Dalam milis “motivasi-islami” ada tulisan yang membantah kebenaran usia Siti Aisyah r.a ketika dinikahi baginda Rasulullah SAW (dengan segala argumennya), ada yang menyebutkan bahwa pernikahan Siti Aisyah di usia sangat belia adalah mitos semata. Tapi ada juga yang meng-counter pernyataan tersebut dengan mengatakan bahwa pada prinsipnya ukuran baligh dalam Islam adalah ditandai dengan menstruasi (untuk wanita) dan mimpi basah untuk laki-laki. Ukuran baligh itu bukan ditentukan oleh umur seseorang, jadi syari’ah tidak melarang seseorang yang sudah baligh untuk segera menggenapkan agamanya dalam naungan pernikahan.

Pernikahan Rasulullah dengan Siti Aisyah r.a, adalah suatu fakta kebenaran. Sekali lagi, segala tindakan yang dilakukan oleh Rasulullah SAW, semuanya adalah atas bimbingan wahyu, termasuk pernikahan Rasulullah SAW dengan Siti Aisyah.
“Sebelum menikahimu, aku pernah melihatmu dua kali di dalam mimpi. Aku melihat malaikat membawa secarik kain yang terbuat dari sutra. Kukatakan kepadanya,”Singkaplah”. Malaikat itu pun menyingkapnya. Dan ternyata kain itu memuat gambarmu. Lalu kukatakan, “Jika ini merupakan ketentuan Allah, maka Dia pasti akan membuatnya terjadi”. Pada kesempatan lain, aku kembali melihatnya datang membawa secarik kain yang terbuat dari sutera. Maka kukatakan,”Singkaplah”. Dan ternyata kain itu memuat gambarmu. Lalu aku berkata, “Jika ini merupakan ketentuan Allah, maka Dia pasti akan membuatnya terjadi”. (HR Bukhari, Muslim dan Ahmad)

Setelah Rasulullah SAW menikahi Siti Aisyah, beliau SAW tidak langsung serumah dengan Siti Aisyah. Siti Aisyah masih tinggal bersama keluarganya dan masih mendapatkan didikan, gemblengan dari ayahandanya yang juga merupakan sahabat Rasulullah SAW, Abu Bakar As shidieq.
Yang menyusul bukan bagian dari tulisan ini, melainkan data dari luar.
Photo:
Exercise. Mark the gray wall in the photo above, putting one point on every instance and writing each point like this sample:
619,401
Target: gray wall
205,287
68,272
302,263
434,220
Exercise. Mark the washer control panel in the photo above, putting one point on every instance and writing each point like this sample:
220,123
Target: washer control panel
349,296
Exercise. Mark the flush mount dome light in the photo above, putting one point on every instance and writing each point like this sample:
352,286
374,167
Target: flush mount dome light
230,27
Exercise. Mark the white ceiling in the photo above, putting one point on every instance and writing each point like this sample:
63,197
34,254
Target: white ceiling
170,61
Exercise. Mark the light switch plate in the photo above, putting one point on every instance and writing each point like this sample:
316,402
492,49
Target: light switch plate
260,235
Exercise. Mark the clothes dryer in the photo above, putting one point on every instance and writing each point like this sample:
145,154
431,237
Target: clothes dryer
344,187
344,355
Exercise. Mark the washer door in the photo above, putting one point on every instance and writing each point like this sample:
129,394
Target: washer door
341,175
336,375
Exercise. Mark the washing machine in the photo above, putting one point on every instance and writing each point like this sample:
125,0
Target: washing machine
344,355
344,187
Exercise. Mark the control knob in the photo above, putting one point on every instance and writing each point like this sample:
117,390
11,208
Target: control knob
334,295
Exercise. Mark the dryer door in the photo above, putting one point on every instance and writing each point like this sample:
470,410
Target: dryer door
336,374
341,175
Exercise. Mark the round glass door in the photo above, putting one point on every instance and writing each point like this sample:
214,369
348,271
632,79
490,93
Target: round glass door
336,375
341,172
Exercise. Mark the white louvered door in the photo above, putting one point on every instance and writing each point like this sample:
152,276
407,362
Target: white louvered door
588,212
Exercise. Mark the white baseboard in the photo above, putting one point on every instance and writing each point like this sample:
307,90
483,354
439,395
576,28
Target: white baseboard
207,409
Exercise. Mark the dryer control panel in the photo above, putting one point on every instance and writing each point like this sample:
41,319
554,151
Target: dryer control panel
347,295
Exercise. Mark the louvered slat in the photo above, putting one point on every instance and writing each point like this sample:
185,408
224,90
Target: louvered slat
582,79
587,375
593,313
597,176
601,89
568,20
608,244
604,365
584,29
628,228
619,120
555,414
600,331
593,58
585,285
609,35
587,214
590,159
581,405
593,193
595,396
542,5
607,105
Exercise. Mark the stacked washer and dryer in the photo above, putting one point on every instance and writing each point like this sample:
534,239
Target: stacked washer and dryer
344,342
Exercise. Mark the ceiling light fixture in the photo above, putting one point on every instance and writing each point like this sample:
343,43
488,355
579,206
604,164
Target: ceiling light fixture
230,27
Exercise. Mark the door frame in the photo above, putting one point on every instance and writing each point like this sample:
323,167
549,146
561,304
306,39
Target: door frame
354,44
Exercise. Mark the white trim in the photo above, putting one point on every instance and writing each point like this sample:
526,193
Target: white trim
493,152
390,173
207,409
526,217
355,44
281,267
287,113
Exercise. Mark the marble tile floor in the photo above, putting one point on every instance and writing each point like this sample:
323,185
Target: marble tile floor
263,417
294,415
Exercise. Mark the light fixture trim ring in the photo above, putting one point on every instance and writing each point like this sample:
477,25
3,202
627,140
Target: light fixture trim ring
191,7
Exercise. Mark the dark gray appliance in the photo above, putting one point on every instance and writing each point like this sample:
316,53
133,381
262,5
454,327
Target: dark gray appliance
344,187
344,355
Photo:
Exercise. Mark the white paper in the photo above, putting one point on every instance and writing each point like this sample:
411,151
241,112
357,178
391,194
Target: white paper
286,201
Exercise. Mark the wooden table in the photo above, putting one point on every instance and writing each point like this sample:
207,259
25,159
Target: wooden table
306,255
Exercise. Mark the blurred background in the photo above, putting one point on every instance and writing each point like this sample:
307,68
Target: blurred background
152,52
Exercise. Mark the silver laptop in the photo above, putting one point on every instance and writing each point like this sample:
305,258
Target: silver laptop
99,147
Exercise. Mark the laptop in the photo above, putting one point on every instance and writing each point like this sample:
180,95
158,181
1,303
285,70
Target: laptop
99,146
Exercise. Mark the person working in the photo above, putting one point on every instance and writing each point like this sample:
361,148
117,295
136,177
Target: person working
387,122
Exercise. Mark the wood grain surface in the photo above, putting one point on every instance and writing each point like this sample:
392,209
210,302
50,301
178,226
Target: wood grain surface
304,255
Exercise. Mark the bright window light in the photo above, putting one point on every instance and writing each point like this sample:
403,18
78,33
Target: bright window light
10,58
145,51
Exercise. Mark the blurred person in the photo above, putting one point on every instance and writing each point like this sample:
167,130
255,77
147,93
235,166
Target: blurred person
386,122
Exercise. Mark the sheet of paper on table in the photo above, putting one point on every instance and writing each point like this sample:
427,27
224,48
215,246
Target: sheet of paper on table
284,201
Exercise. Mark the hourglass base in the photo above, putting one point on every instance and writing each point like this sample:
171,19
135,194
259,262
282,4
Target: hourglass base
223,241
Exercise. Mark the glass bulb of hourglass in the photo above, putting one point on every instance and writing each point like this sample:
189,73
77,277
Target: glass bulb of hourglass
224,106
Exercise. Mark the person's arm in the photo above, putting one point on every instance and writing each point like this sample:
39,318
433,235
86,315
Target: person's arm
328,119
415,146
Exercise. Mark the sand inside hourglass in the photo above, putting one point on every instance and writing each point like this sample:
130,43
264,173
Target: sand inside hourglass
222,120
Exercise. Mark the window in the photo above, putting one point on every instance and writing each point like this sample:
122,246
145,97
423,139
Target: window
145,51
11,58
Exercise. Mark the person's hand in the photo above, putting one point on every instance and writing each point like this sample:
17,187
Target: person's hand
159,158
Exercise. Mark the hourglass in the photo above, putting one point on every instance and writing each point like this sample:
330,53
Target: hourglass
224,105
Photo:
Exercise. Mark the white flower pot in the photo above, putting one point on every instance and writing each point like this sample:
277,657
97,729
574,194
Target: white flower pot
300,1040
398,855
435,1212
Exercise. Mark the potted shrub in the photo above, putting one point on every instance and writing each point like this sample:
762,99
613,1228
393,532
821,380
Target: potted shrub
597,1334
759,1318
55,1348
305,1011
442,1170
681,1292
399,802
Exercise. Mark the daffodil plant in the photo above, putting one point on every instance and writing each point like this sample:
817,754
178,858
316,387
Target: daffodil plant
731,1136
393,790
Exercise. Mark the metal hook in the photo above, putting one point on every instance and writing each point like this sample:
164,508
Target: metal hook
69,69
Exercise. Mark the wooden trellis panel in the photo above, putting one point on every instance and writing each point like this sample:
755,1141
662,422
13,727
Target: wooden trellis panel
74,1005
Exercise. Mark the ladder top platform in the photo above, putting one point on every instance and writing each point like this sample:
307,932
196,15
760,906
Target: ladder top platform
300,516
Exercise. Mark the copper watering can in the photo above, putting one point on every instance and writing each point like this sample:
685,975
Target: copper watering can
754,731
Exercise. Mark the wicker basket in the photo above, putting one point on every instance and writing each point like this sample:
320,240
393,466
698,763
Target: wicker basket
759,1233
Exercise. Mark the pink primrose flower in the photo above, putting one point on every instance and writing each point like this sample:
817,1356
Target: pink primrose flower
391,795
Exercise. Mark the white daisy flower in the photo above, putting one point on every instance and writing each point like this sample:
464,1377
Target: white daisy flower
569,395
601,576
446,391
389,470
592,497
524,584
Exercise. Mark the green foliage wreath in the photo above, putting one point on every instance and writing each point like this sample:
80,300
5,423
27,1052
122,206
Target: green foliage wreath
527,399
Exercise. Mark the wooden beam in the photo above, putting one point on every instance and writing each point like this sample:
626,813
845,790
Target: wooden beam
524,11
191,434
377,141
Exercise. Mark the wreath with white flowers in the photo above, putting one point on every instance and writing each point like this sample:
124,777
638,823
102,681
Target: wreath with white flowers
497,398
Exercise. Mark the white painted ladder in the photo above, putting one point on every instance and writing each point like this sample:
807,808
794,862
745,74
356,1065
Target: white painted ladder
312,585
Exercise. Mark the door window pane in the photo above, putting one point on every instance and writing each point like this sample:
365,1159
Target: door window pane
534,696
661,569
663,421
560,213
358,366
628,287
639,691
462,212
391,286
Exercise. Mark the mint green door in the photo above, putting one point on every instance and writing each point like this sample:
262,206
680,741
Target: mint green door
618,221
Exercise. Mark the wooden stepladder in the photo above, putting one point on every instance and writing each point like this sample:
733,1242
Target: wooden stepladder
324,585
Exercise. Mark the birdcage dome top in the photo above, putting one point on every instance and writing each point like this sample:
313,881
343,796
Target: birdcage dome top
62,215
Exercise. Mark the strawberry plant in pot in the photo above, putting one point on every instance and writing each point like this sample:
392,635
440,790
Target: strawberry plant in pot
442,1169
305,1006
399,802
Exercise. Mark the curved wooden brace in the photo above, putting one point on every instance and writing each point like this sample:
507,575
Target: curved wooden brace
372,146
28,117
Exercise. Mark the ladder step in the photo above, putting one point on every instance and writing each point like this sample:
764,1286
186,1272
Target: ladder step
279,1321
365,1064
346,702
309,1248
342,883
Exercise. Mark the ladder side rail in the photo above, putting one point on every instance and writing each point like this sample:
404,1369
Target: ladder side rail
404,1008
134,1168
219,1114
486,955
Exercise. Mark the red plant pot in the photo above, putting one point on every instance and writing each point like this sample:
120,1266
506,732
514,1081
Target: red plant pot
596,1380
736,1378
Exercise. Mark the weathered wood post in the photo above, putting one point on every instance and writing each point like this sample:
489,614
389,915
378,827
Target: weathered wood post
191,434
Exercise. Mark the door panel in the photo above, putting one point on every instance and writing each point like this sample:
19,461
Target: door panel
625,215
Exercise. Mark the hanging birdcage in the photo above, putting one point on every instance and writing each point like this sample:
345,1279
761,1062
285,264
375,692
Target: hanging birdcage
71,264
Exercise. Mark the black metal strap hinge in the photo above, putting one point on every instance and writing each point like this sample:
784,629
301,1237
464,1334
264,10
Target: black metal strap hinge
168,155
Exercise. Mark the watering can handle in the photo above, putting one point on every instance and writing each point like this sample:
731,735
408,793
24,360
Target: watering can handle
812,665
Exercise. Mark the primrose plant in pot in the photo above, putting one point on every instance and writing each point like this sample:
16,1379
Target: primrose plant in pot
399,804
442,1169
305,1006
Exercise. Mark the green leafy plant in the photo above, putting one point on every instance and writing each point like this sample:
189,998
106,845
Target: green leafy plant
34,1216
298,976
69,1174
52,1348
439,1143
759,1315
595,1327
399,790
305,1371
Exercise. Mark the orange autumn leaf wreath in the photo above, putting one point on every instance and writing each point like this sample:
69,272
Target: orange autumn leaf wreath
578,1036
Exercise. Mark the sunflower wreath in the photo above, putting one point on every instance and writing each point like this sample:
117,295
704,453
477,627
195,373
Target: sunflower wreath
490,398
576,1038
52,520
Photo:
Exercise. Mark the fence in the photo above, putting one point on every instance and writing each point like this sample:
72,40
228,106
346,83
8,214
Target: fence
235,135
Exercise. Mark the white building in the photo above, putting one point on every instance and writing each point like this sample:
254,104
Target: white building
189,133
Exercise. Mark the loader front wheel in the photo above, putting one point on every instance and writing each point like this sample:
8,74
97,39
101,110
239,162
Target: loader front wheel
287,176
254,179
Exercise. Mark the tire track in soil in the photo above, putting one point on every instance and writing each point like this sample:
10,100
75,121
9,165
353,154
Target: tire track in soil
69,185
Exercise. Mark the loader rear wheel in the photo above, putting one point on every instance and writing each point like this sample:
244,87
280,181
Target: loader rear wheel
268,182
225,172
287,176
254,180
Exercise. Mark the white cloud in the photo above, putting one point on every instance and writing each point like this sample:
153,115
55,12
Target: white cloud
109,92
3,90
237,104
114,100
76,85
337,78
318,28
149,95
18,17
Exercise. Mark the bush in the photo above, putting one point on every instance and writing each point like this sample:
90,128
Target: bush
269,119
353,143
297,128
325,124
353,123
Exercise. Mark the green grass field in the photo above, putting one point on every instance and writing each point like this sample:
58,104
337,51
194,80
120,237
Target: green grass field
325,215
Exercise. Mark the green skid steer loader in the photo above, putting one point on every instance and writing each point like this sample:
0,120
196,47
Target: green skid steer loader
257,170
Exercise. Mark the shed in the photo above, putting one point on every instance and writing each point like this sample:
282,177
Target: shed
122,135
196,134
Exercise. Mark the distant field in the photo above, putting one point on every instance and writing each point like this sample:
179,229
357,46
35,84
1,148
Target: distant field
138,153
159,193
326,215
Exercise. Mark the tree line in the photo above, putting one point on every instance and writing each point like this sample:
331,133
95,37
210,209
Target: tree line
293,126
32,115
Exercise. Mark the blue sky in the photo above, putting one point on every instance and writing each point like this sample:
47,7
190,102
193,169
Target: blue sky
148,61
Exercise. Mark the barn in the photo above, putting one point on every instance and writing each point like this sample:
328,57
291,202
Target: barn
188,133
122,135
Siti Aisyah telah dipersiapkan dan dididik untuk menjalani kehidupan berumah tangga bersama Rasulullah, ikut serta dalam misi kerasulan. Siti Aisyah baru menjalani kehidupan rumah tangga dalam satu rumah bersama Rasulullah SAW 3 tahun setelah dinikahi Rasulullah SAW.

Menurut pendapat saya, adanya tuduhan orang yang menghinakan Rasulullah SAW karena menikahi Siti Aisyah yang masih belia, disebabkan karena orang tersebut menggunakan sudut pandang dirinya.
Ada pertanyaan, mana mungkin anda akan menyerahkan putri anda yang masih kecil kepada seseorang yang sudah tua, menurut saya pertanyaan ini adalah suatu pertanyaan yang sifatnya subjektif. Cara berfikir seseorang sangat ditentukan oleh latar belakang, latar budaya atau pun latar keilmuannya......boleh jadi pernikahan dini menjadi suatu hal yang aneh bagi kultur masyarakat tertentu, tapi boleh jadi dianggap biasa-biasa saja pada suatu kultur yang lainnya. Sekali lagi, ukuran baligh dalam islam bukan ditentukan oleh umur.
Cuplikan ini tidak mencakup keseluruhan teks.